As for “reducing the level of inequality”, it can also be explained quite simply. Experts say that Rosstat simply does not have the tools to obtain data on rich Russians.

“Rosstat estimates revenues without taking into account revenues from owned property, which as a rule it is unable to count. These include, for example, income from shares, which are often traded on Western exchanges. Rosstat does not have the tools to see them,” says <professor at the Government’s Financial University Alexander> Safonov. In 2022, after the West imposed harsh sanctions, investments of Russians in foreign financial instruments, which were being cleared through the Euroclear and Clearstream European systems, were frozen.
We should also distinguish between income inequality and wealth (asset) inequality. Russia is believed to have one of the world's highest rates of concentration of wealth in the hands of its richest citizens.
Data on the richest people are poorly collected around the world, as they have more means of accumulating wealth and often consciously try to avoid undue attention from statistical and tax services, says Dmitry Kulikov, Director of the ACRA Group of Sovereign and Regional Ratings. In addition, the exchange of data between countries is far from universal, so a person who owns assets in different states has the opportunity not to disclose any of them fully enough.
Louis Chauvel, professor of sociology at the University of Luxembourg, has previously drawn attention to the incompleteness of data on rich Russians. Rankings such as Forbes Billionaires cover only the super-rich in Russia, and those are just journalistic estimates. Consultants with access to information on their VIP clients rarely disclose even depersonalized data, and providers of Russian private banking services for VIP-clients only observe a segment of millionaires who keep their money in the national banking system”.

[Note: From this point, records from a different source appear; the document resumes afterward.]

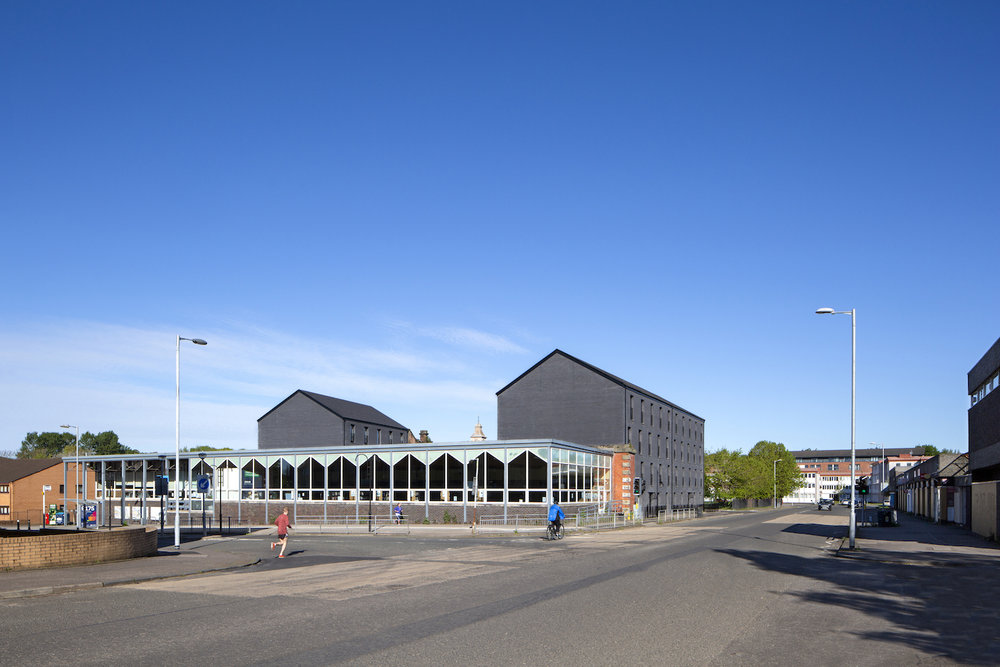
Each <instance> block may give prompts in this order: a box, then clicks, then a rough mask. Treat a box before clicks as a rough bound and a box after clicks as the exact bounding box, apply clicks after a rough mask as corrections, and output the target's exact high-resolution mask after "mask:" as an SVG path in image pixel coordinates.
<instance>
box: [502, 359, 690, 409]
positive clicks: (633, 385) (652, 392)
mask: <svg viewBox="0 0 1000 667" xmlns="http://www.w3.org/2000/svg"><path fill="white" fill-rule="evenodd" d="M557 354H558V355H559V356H561V357H564V358H566V359H569V360H570V361H572V362H575V363H577V364H579V365H581V366H583V367H584V368H586V369H588V370H590V371H593V372H594V373H597V374H598V375H601V376H603V377H605V378H607V379H608V380H611V381H612V382H614V383H615V384H617V385H619V386H622V387H625V388H626V389H631V390H632V391H634V392H636V393H639V394H645V395H646V396H649V397H650V398H652V399H654V400H657V401H660V402H661V403H665V404H666V405H669V406H670V407H672V408H676V409H678V410H681V411H683V412H686V413H687V414H689V415H691V416H692V417H696V418H698V419H701V417H698V415H696V414H694V413H693V412H690V411H688V410H685V409H684V408H682V407H680V406H679V405H677V404H676V403H672V402H671V401H668V400H667V399H665V398H663V397H662V396H657V395H656V394H654V393H653V392H651V391H647V390H646V389H643V388H642V387H640V386H638V385H635V384H632V383H631V382H629V381H628V380H623V379H622V378H620V377H618V376H617V375H612V374H611V373H609V372H607V371H605V370H602V369H600V368H598V367H597V366H594V365H593V364H588V363H587V362H586V361H583V360H582V359H577V358H576V357H574V356H573V355H571V354H566V353H565V352H563V351H562V350H560V349H558V348H556V349H555V350H553V351H552V352H551V353H549V354H548V355H546V356H545V357H544V358H543V359H542V360H541V361H539V362H538V363H537V364H535V365H534V366H532V367H531V368H529V369H528V370H526V371H524V372H523V373H521V374H520V375H518V376H517V377H516V378H514V380H512V381H511V382H509V383H508V384H507V386H505V387H504V388H503V389H501V390H500V391H498V392H497V396H499V395H500V394H502V393H503V392H505V391H507V390H508V389H510V387H512V386H513V385H515V384H517V383H518V382H519V381H520V380H521V378H523V377H524V376H525V375H527V374H529V373H531V372H532V371H534V370H535V369H536V368H538V367H539V366H541V365H542V364H544V363H545V362H546V361H548V360H549V359H551V358H552V357H554V356H556V355H557Z"/></svg>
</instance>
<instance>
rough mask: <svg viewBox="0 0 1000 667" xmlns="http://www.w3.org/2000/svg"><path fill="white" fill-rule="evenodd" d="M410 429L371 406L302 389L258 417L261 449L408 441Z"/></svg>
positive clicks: (402, 441)
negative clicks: (261, 416)
mask: <svg viewBox="0 0 1000 667" xmlns="http://www.w3.org/2000/svg"><path fill="white" fill-rule="evenodd" d="M411 440H412V436H411V434H410V430H409V429H408V428H406V427H405V426H403V425H402V424H400V423H399V422H397V421H396V420H395V419H392V418H391V417H389V416H387V415H385V414H383V413H382V412H379V411H378V410H376V409H375V408H373V407H372V406H370V405H364V404H362V403H355V402H353V401H346V400H344V399H342V398H334V397H333V396H324V395H323V394H317V393H315V392H311V391H304V390H302V389H298V390H296V391H295V392H293V393H292V395H291V396H289V397H288V398H286V399H285V400H283V401H282V402H281V403H278V405H276V406H274V407H273V408H271V409H270V410H269V411H268V412H267V413H266V414H265V415H264V416H262V417H261V418H260V419H258V420H257V448H258V449H298V448H300V447H336V446H352V445H393V444H405V443H407V442H410V441H411Z"/></svg>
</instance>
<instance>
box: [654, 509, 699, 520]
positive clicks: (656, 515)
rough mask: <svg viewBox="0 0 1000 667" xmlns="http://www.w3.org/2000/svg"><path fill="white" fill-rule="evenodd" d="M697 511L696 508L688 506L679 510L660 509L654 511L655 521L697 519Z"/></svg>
mask: <svg viewBox="0 0 1000 667" xmlns="http://www.w3.org/2000/svg"><path fill="white" fill-rule="evenodd" d="M698 516H699V512H698V510H697V509H694V508H688V509H681V510H660V511H659V512H657V513H656V523H658V524H660V523H671V522H673V521H685V520H687V519H697V518H698Z"/></svg>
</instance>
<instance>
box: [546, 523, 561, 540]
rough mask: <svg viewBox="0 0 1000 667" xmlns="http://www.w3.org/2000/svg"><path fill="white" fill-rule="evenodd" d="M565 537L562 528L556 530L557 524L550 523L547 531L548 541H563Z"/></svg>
mask: <svg viewBox="0 0 1000 667" xmlns="http://www.w3.org/2000/svg"><path fill="white" fill-rule="evenodd" d="M562 537H563V529H562V526H560V527H559V528H556V524H554V523H551V522H550V523H549V527H548V528H547V529H546V531H545V539H547V540H561V539H562Z"/></svg>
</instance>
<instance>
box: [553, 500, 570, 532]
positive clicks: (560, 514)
mask: <svg viewBox="0 0 1000 667" xmlns="http://www.w3.org/2000/svg"><path fill="white" fill-rule="evenodd" d="M565 518H566V515H565V514H564V513H563V511H562V508H561V507H559V501H557V500H554V501H552V505H551V506H550V507H549V525H552V526H555V528H556V533H559V531H561V530H562V521H563V519H565Z"/></svg>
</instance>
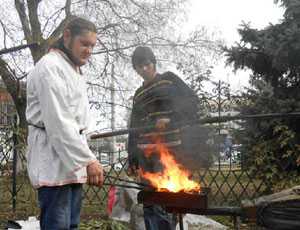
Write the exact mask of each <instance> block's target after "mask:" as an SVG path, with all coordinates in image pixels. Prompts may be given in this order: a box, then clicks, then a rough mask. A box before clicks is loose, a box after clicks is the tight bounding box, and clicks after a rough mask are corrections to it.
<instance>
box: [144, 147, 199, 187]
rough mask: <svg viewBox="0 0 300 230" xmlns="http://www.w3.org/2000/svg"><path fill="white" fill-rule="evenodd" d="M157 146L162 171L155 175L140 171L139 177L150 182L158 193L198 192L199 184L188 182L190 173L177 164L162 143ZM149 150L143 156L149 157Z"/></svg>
mask: <svg viewBox="0 0 300 230" xmlns="http://www.w3.org/2000/svg"><path fill="white" fill-rule="evenodd" d="M156 144H157V147H156V149H157V152H158V154H159V158H160V162H161V164H162V165H163V168H164V169H163V171H162V172H157V173H149V172H145V171H143V170H141V171H140V173H141V176H142V177H143V178H145V179H147V180H149V181H150V183H151V185H152V186H153V187H155V188H157V190H158V191H165V190H167V191H169V192H180V191H183V192H199V191H200V185H199V183H197V182H195V181H193V180H190V179H189V175H190V172H189V171H188V170H186V169H184V168H183V166H182V165H180V164H179V163H177V162H176V161H175V159H174V157H173V155H172V154H171V153H170V151H169V150H168V148H167V147H166V146H165V145H164V144H162V143H156ZM149 152H152V151H151V150H149V149H148V150H146V151H145V155H146V156H149Z"/></svg>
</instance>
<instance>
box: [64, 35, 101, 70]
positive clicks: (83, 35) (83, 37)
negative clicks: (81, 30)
mask: <svg viewBox="0 0 300 230" xmlns="http://www.w3.org/2000/svg"><path fill="white" fill-rule="evenodd" d="M64 39H65V45H66V47H67V48H68V49H69V50H70V51H71V53H72V56H73V59H74V61H75V62H76V64H77V65H78V66H82V65H84V64H86V63H87V61H88V59H89V57H90V56H91V54H92V51H93V48H94V46H95V45H96V41H97V36H96V33H94V32H91V31H87V32H84V33H82V34H81V35H77V36H75V37H71V36H70V34H66V35H64Z"/></svg>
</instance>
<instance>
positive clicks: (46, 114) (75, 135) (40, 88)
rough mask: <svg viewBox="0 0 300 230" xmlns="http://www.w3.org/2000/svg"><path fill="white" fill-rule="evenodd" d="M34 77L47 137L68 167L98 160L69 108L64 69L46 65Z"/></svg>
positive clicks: (59, 155) (57, 153) (85, 106)
mask: <svg viewBox="0 0 300 230" xmlns="http://www.w3.org/2000/svg"><path fill="white" fill-rule="evenodd" d="M35 79H36V81H35V85H36V89H37V91H38V92H37V94H38V97H39V103H40V107H41V115H42V119H43V122H44V126H45V129H46V133H47V138H48V141H49V142H50V145H51V146H52V148H53V149H54V150H55V152H56V153H57V154H58V156H59V158H60V159H61V161H62V162H63V164H64V165H65V167H66V168H67V169H68V171H70V172H73V171H76V170H79V169H80V168H82V167H85V166H87V165H88V164H90V163H91V162H93V161H95V160H96V157H95V155H94V154H93V153H92V151H91V150H90V149H89V147H88V144H87V141H86V138H85V137H83V135H80V133H79V131H80V127H79V125H78V123H77V122H76V120H75V117H74V115H73V114H72V112H71V111H70V103H71V102H70V101H69V98H68V90H69V89H68V84H67V82H66V78H65V76H64V75H63V72H62V71H60V69H59V68H58V67H56V66H43V67H42V68H40V69H39V71H38V77H36V78H35ZM83 107H84V108H86V107H87V106H83Z"/></svg>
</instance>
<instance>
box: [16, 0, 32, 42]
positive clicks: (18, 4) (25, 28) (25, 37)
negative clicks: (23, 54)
mask: <svg viewBox="0 0 300 230" xmlns="http://www.w3.org/2000/svg"><path fill="white" fill-rule="evenodd" d="M15 7H16V10H17V12H18V15H19V19H20V22H21V24H22V29H23V32H24V36H25V39H26V41H27V43H31V30H30V24H29V20H28V17H27V15H26V10H25V3H24V0H15Z"/></svg>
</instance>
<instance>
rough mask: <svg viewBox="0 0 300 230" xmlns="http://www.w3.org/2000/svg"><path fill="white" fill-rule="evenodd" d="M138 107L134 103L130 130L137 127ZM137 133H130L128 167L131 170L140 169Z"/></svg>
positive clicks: (129, 138)
mask: <svg viewBox="0 0 300 230" xmlns="http://www.w3.org/2000/svg"><path fill="white" fill-rule="evenodd" d="M136 113H137V111H136V105H135V103H133V107H132V111H131V115H130V122H129V128H134V127H136ZM137 139H138V134H137V133H129V135H128V146H127V149H128V165H129V168H132V167H138V151H139V150H138V148H137Z"/></svg>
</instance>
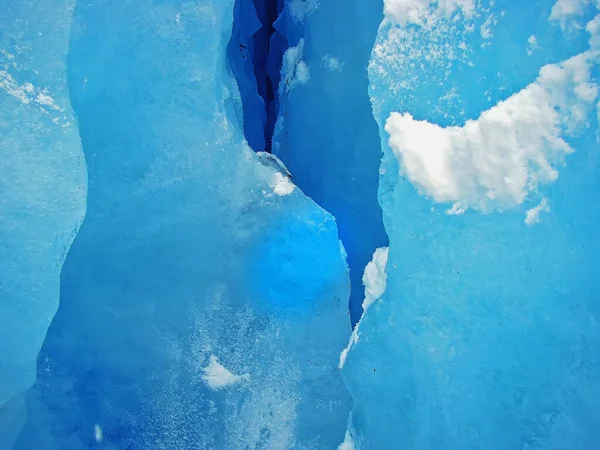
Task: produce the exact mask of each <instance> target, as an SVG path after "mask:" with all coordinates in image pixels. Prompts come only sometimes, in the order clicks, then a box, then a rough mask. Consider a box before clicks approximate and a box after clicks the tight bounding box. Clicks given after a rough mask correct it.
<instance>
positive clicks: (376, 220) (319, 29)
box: [273, 0, 388, 323]
mask: <svg viewBox="0 0 600 450" xmlns="http://www.w3.org/2000/svg"><path fill="white" fill-rule="evenodd" d="M381 18H382V2H380V1H377V0H370V1H366V0H351V1H346V2H340V1H324V2H320V3H318V2H314V1H306V2H302V1H298V0H292V1H288V2H287V3H286V9H285V10H284V12H283V14H282V15H281V16H280V19H279V20H278V22H277V23H276V26H277V25H279V29H280V30H281V31H280V34H282V35H284V36H285V39H286V41H287V44H288V46H289V47H290V48H289V50H287V52H286V54H285V56H284V58H283V65H282V72H281V73H282V77H283V79H284V81H283V82H282V83H280V84H279V98H280V103H281V105H280V110H279V116H278V123H277V128H276V131H275V136H274V142H273V153H274V154H276V155H277V156H279V158H280V159H281V160H282V161H283V162H284V163H285V164H286V166H287V167H288V168H289V170H290V171H291V173H292V174H293V177H294V182H295V183H296V184H297V185H298V186H299V187H300V188H302V190H303V191H304V192H305V193H306V194H307V195H308V196H309V197H311V198H312V199H313V200H315V201H316V202H317V203H318V204H319V205H321V206H322V207H323V208H325V209H326V210H327V211H330V212H331V213H332V214H333V215H334V216H335V217H336V221H337V223H338V227H339V233H340V238H341V240H342V242H343V243H344V247H345V248H346V251H347V253H348V265H349V268H350V280H351V283H352V289H351V297H350V305H349V306H350V314H351V316H352V322H353V323H355V322H356V321H357V320H358V318H359V317H360V314H361V312H362V309H361V303H362V296H363V286H362V275H363V270H364V267H365V266H366V264H367V263H368V262H369V260H370V259H371V255H372V254H373V251H374V250H375V249H376V248H377V247H381V246H384V245H387V242H388V239H387V235H386V233H385V230H384V228H383V220H382V212H381V207H380V206H379V203H378V202H377V186H378V178H379V175H378V174H379V162H380V159H381V146H380V140H379V135H378V130H377V124H376V122H375V120H374V119H373V115H372V112H371V104H370V100H369V96H368V78H367V71H366V67H367V65H368V62H369V57H370V54H371V48H372V47H373V44H374V41H375V35H376V31H377V27H378V25H379V22H380V21H381ZM332 21H334V22H335V25H332ZM284 24H289V25H287V26H285V25H284Z"/></svg>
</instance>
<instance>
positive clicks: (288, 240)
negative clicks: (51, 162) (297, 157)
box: [16, 0, 350, 450]
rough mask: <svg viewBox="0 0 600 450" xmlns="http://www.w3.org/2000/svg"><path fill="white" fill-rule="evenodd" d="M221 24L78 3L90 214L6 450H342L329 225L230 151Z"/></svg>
mask: <svg viewBox="0 0 600 450" xmlns="http://www.w3.org/2000/svg"><path fill="white" fill-rule="evenodd" d="M232 19H233V2H227V1H221V0H218V1H217V0H215V1H197V2H195V1H193V2H190V1H167V2H157V3H153V4H149V3H148V2H144V1H141V0H133V1H128V2H122V1H120V0H114V1H112V0H110V1H106V0H103V1H94V0H92V1H86V2H79V3H78V4H77V6H76V9H75V13H74V22H73V28H72V36H71V43H70V52H69V59H68V74H69V87H70V92H71V98H72V104H73V107H74V109H75V111H76V113H77V116H78V118H79V126H80V134H81V139H82V143H83V149H84V152H85V155H86V159H87V162H88V174H89V193H88V210H87V215H86V219H85V221H84V223H83V225H82V228H81V230H80V233H79V234H78V236H77V238H76V240H75V242H74V245H73V247H72V248H71V251H70V252H69V255H68V257H67V260H66V262H65V265H64V268H63V272H62V277H61V304H60V308H59V311H58V313H57V315H56V317H55V318H54V321H53V323H52V326H51V328H50V331H49V333H48V336H47V338H46V341H45V343H44V347H43V349H42V352H41V354H40V359H39V365H38V381H37V383H36V386H35V388H34V389H32V390H31V391H30V392H29V394H28V399H27V400H28V410H29V419H28V422H27V425H26V428H25V429H24V431H23V432H22V433H21V435H20V437H19V441H18V443H17V446H16V448H17V449H22V450H30V449H33V448H35V449H41V450H45V449H60V450H66V449H69V450H70V449H85V448H97V447H99V448H107V449H108V448H118V449H125V448H127V449H144V450H146V449H149V448H152V449H177V450H182V449H197V448H223V449H225V448H226V449H246V448H282V449H283V448H310V449H321V448H322V449H328V448H334V447H335V446H336V445H337V444H338V443H339V442H340V441H341V440H342V439H343V436H344V432H345V428H346V420H347V415H348V412H349V408H350V401H349V396H348V394H347V391H346V388H345V386H344V383H343V382H342V380H341V376H340V374H339V371H338V369H337V360H338V352H339V348H341V346H343V345H344V343H345V341H346V339H347V334H348V319H347V314H346V302H347V298H348V279H347V269H346V267H345V263H344V261H343V259H342V256H341V250H340V244H339V240H338V237H337V229H336V224H335V221H334V219H333V217H332V216H331V215H329V214H328V213H326V212H325V211H323V210H322V209H320V208H319V207H317V206H316V205H315V204H314V203H313V202H312V201H311V200H309V199H308V198H307V197H306V196H304V195H303V194H302V192H301V191H300V190H299V189H297V188H295V186H294V185H293V184H292V183H291V182H290V180H289V178H288V177H287V175H286V174H285V172H284V171H282V172H279V171H277V170H275V169H273V168H272V167H271V166H270V165H269V164H266V163H265V165H263V164H261V163H260V161H261V160H260V159H259V157H258V156H257V155H256V154H255V153H254V152H252V151H251V150H250V149H249V147H248V146H247V144H246V142H245V140H244V139H243V136H242V132H241V124H240V123H238V122H237V120H238V118H239V116H236V109H235V108H236V105H237V106H239V105H240V98H239V94H238V92H237V87H236V86H235V82H234V79H233V77H232V75H231V74H230V73H229V72H228V71H227V68H226V46H227V44H228V42H229V41H230V39H231V34H232V29H231V26H232ZM238 112H239V109H238Z"/></svg>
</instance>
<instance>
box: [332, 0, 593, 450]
mask: <svg viewBox="0 0 600 450" xmlns="http://www.w3.org/2000/svg"><path fill="white" fill-rule="evenodd" d="M569 5H571V6H573V8H567V7H566V6H569ZM385 12H386V18H385V19H384V21H383V22H382V24H381V27H380V29H379V33H378V37H377V41H376V44H375V47H374V49H373V55H372V59H371V62H370V66H369V79H370V83H371V84H370V87H369V91H370V95H371V98H372V101H373V104H374V113H375V117H376V119H377V121H378V123H379V127H380V135H381V139H382V147H383V149H384V158H383V163H382V171H381V181H380V188H379V199H380V203H381V205H382V208H383V212H384V221H385V227H386V230H387V232H388V234H389V237H390V248H389V257H388V261H387V268H386V273H387V288H386V291H385V293H384V294H383V296H382V298H381V299H380V300H377V301H376V302H375V303H374V304H373V305H371V306H370V308H369V309H368V311H367V312H366V313H365V315H364V317H363V318H362V320H361V323H360V326H359V328H358V330H357V336H356V338H355V339H353V340H352V341H351V343H350V346H351V348H350V350H349V352H348V353H347V357H346V360H345V364H344V366H343V374H344V377H345V379H346V381H347V383H348V386H349V388H350V391H351V394H352V397H353V400H354V408H353V412H352V417H351V418H352V420H351V425H350V427H349V432H348V434H347V437H346V439H345V442H344V445H352V446H353V448H361V449H388V448H403V449H419V450H426V449H440V448H443V449H457V450H458V449H466V448H469V449H482V450H484V449H485V450H494V449H502V450H504V449H506V450H508V449H516V448H519V449H557V450H558V449H564V448H569V449H582V450H584V449H585V450H588V449H592V448H595V447H596V445H597V442H598V439H599V437H600V435H599V431H598V430H599V427H598V419H597V418H598V417H600V405H599V404H598V402H597V400H596V399H598V398H600V360H599V358H598V355H600V347H599V346H600V344H599V343H600V340H599V338H600V326H599V325H598V323H599V322H598V319H599V316H600V306H599V305H600V304H599V303H598V297H597V294H596V293H597V292H598V289H599V288H600V286H599V282H598V277H597V268H598V262H599V261H598V254H599V250H600V241H599V240H598V235H597V231H596V229H597V223H598V220H599V219H600V217H599V215H600V213H599V211H598V209H597V208H595V207H594V206H593V205H594V204H595V199H597V198H598V195H599V194H600V192H599V187H600V184H599V175H598V173H599V172H598V140H597V95H598V85H597V75H598V68H597V62H598V47H597V30H598V23H600V22H599V19H598V18H594V16H595V15H596V14H597V12H598V11H597V9H596V8H594V5H592V4H591V3H589V2H570V3H569V2H564V1H559V2H558V3H556V5H554V4H553V3H552V2H550V1H536V2H531V3H528V4H527V5H524V4H517V3H514V4H512V3H510V4H509V3H507V2H497V3H496V4H495V5H494V4H492V2H490V3H489V4H486V2H481V3H476V2H442V1H439V2H436V1H433V2H408V3H407V2H402V1H398V0H386V2H385ZM346 448H348V447H346Z"/></svg>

Incidentally, even propaganda outlets such as Tsargrad have reacted to the story of a reduction in the number of poor people with skepticism and indignation.

“Turning to economist Mikhail Delyagin, the host asked:

- Why have you reacted so harshly to this topic?

Mikhail Delyagin: One can only comment on this with swear words. I’ve already joked about how our government battles the poor. Not the poor, but in fact paupers. Because what people in power call poverty is actually pauperism. And if you have an income below the subsistence level, you are officially being killed, but slowly. Such a bitter joke.

The number of poor people in the country has dropped by 300,000. And what was last year’s mortality rate? Well, compare it with the data on super mortality.

- Half a million people.

- They died, and the mortality rate dropped, I mean the poverty rate dropped, they’ve died out. <...>“

Earlier, at a meeting of the parliamentary committee for state building a United Russia deputy Nikolay Rybushkin criticized the executive authorities of Tatarstan for their inability to curb the rise in prices. The deputy said that the majority of the population is impoverished and can only buy half a loaf of bread in stores. Mr. Rybushkin warned that if the government does not address this problem, “people might eventually get sick and tired of it.”